Attimi di paura questa mattina alla scuola media di Cervaro, dove un alunno di prima ha portato in classe una pistola — poi risultata essere un giocattolo — puntandola alla testa di un professore. Un gesto che ha fatto precipitare una situazione già da mesi al limite della sostenibilità.
Secondo quanto ricostruito, l’allarme è scattato all’ingresso dell’istituto: il giovane studente ha mostrato l’arma provocando panico immediato tra compagni, docenti e personale scolastico. Solo in un secondo momento si è scoperto che si trattava di una riproduzione, ma lo shock per l’intera comunità scolastica è stato profondo.
Genitori fuori dai cancelli: “Vogliamo risposte”
La vicenda ha fatto esplodere la rabbia delle famiglie. Da questa mattina decine di mamme e papà si sono radunati fuori dai cancelli della scuola, spaventati ed esasperati da mesi di tensioni continue. Sul posto sono intervenuti Carabinieri e sanitari del 118 per garantire la sicurezza e supportare il personale scolastico.
“La situazione è ingestibile, i nostri figli hanno paura ad entrare in classe. Chi li tutela?” chiedono i genitori, visibilmente provati per l’ennesimo episodio che coinvolge l’istituto.
Una lunga scia di episodi violenti
Quanto accaduto oggi è soltanto l’ultima tappa di un’escalation preoccupante. L’anno scolastico, iniziato da poco più di due mesi, è stato scandito da interventi ripetuti di ambulanze, Carabinieri e Polizia Locale.
Solo pochi giorni fa, nella Giornata internazionale contro la violenza sulle donne, si era verificato un episodio particolarmente grave: un’assistente dei servizi sociali era stata aggredita davanti alla scuola, strattonata e colpita con tale violenza da perdere ciocche di capelli. A evitare conseguenze peggiori era stato un anziano passante intervenuto coraggiosamente.

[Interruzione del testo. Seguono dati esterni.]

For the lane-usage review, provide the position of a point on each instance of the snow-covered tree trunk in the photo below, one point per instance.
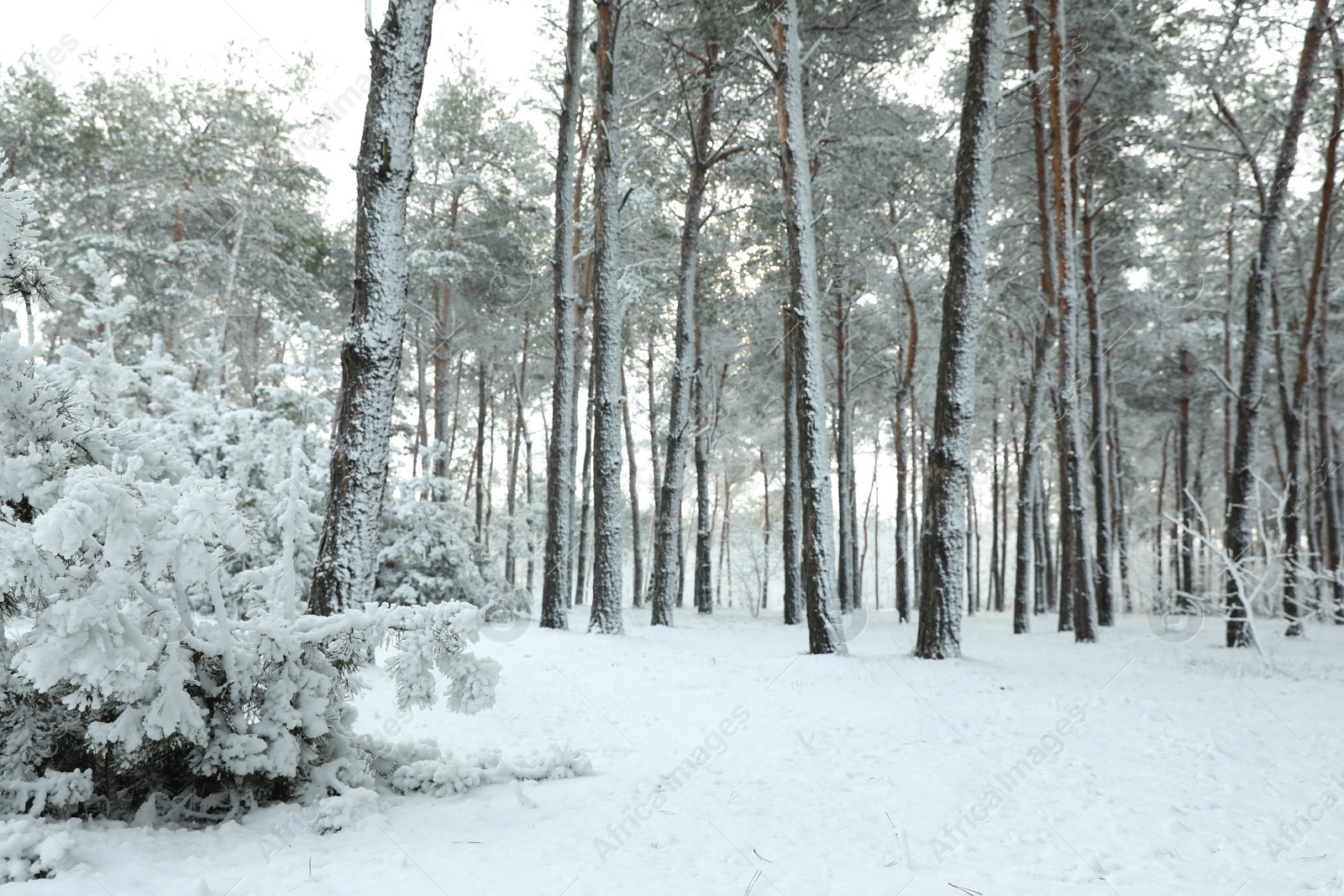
(1117, 474)
(1294, 422)
(371, 355)
(636, 544)
(669, 524)
(701, 586)
(559, 453)
(942, 539)
(1073, 497)
(608, 318)
(806, 309)
(1100, 426)
(906, 485)
(850, 587)
(792, 526)
(1242, 486)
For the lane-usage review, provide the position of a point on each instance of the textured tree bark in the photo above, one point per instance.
(514, 456)
(792, 533)
(1073, 496)
(1314, 327)
(823, 609)
(636, 546)
(1100, 425)
(656, 466)
(996, 595)
(1045, 563)
(847, 566)
(702, 586)
(1066, 544)
(905, 396)
(479, 456)
(669, 524)
(1186, 584)
(371, 351)
(1241, 492)
(1117, 474)
(559, 453)
(942, 540)
(1028, 469)
(585, 503)
(1159, 598)
(608, 354)
(765, 555)
(443, 335)
(902, 523)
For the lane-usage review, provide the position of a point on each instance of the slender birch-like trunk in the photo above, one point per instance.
(702, 586)
(1241, 492)
(1100, 423)
(663, 584)
(1073, 496)
(559, 453)
(371, 352)
(636, 546)
(792, 528)
(817, 569)
(608, 320)
(942, 540)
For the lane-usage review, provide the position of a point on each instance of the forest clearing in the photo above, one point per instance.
(635, 446)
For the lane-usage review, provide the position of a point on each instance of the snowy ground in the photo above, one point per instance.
(869, 774)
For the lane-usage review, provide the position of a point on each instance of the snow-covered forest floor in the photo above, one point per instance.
(867, 774)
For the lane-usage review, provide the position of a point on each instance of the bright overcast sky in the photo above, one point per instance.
(194, 38)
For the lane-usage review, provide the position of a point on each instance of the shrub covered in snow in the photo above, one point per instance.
(118, 681)
(427, 553)
(156, 663)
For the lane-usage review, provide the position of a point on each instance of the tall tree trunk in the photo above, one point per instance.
(1159, 597)
(1028, 468)
(725, 547)
(559, 453)
(1186, 584)
(1073, 497)
(792, 528)
(1241, 493)
(608, 316)
(942, 540)
(996, 595)
(669, 524)
(515, 450)
(479, 456)
(1100, 423)
(765, 557)
(1045, 563)
(371, 354)
(1292, 517)
(702, 587)
(636, 544)
(906, 486)
(1117, 474)
(847, 499)
(824, 633)
(1314, 327)
(421, 422)
(1066, 544)
(654, 458)
(902, 523)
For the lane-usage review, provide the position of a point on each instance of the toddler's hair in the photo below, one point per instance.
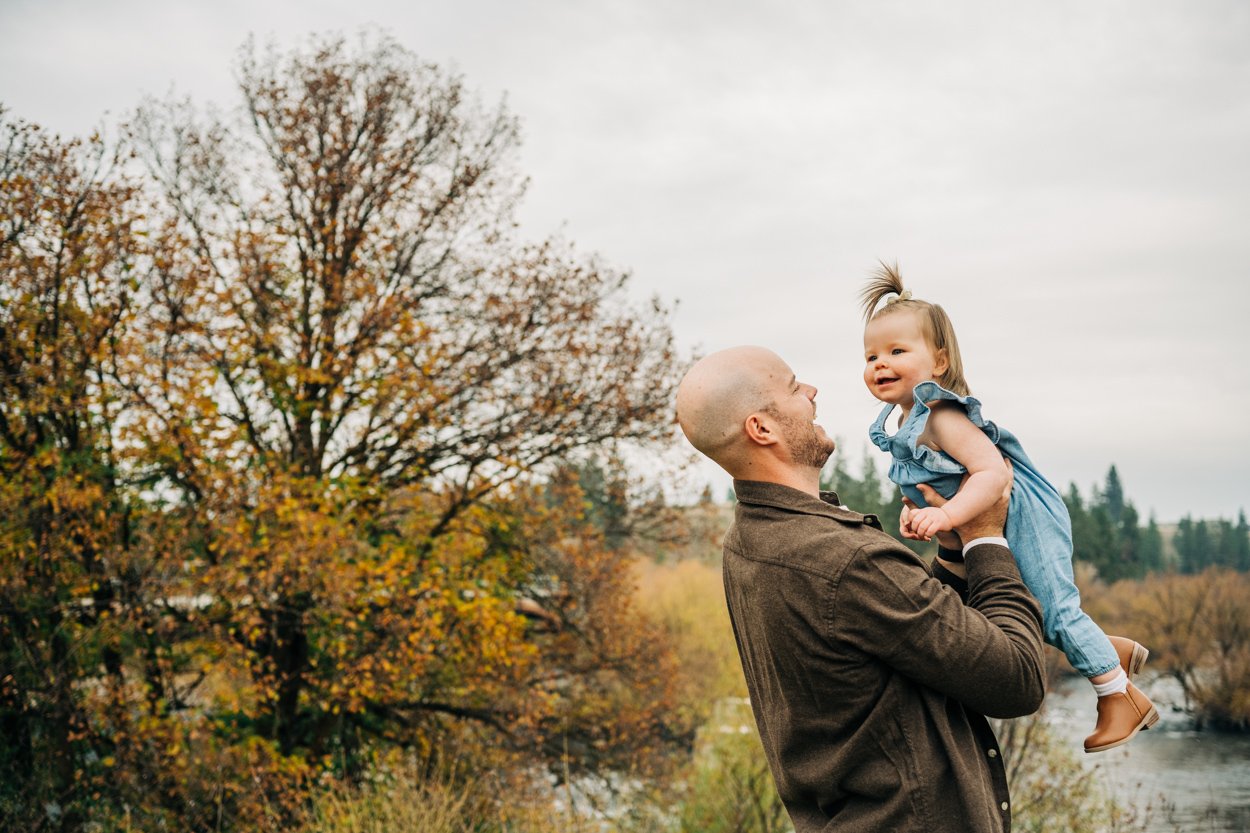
(934, 322)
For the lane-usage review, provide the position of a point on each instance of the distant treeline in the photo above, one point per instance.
(1106, 528)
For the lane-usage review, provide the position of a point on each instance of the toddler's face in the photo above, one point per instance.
(898, 357)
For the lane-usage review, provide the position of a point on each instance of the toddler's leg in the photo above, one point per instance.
(1123, 709)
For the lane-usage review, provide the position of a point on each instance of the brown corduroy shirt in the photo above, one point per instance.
(870, 679)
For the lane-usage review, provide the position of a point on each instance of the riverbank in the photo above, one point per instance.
(1179, 778)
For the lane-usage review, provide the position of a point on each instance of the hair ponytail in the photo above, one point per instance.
(886, 280)
(934, 323)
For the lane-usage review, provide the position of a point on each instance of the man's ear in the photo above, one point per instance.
(759, 430)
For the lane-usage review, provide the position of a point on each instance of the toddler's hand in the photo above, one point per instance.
(929, 522)
(905, 520)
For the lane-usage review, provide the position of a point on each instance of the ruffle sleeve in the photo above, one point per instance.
(930, 392)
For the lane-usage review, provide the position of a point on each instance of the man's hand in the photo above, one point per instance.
(988, 524)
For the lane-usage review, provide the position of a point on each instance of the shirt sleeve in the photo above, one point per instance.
(985, 653)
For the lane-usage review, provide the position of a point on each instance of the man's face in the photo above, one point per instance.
(795, 409)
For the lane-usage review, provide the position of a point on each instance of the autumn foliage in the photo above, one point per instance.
(284, 410)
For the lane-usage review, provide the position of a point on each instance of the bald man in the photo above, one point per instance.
(870, 673)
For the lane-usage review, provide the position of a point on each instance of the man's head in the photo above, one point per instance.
(744, 409)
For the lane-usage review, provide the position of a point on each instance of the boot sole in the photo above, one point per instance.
(1146, 722)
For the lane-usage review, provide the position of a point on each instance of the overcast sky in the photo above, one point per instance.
(1070, 180)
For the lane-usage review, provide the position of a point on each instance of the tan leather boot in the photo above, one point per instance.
(1119, 718)
(1131, 654)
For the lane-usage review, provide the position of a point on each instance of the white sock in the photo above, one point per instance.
(1118, 686)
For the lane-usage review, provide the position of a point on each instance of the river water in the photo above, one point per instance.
(1184, 781)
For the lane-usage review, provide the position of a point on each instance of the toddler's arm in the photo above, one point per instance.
(949, 429)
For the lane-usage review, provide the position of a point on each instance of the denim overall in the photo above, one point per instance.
(1038, 530)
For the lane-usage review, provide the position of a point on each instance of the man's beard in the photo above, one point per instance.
(805, 445)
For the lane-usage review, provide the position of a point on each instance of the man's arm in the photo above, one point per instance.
(986, 654)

Il minore al centro della vicenda
Le segnalazioni interne parlano di comportamenti problematici che durano da mesi: insulti ai docenti, aggressioni fisiche, sputi, episodi di bullismo. Una sospensione già inflitta nei suoi confronti non aveva sortito effetti. Al contrario, al rientro la situazione era ulteriormente degenerata.
Alcune studentesse avevano denunciato fotografie scattate a loro insaputa dal ragazzino, che avrebbe minacciato di manipolarle con app per creare falsi contenuti a sfondo sessuale, evocando dinamiche assimilabili al revenge porn. Un clima di terrore psicologico che aveva già spinto diverse famiglie, nei giorni precedenti, a non mandare i figli a scuola per protesta.
Una scuola trasformata in un teatro di emergenze
Con l’episodio della pistola giocattolo, la misura sembra definitivamente colma. L’istituto, che dovrebbe essere luogo di crescita e formazione, appare ormai schiacciato dal peso di una gestione quotidiana fatta di emergenze e timori.
Ora i genitori chiedono interventi immediati e strutturati, mentre le forze dell’ordine stanno ricostruendo con precisione la dinamica dei fatti per stabilire le responsabilità e avviare le procedure del caso.
La comunità scolastica resta in attesa di risposte.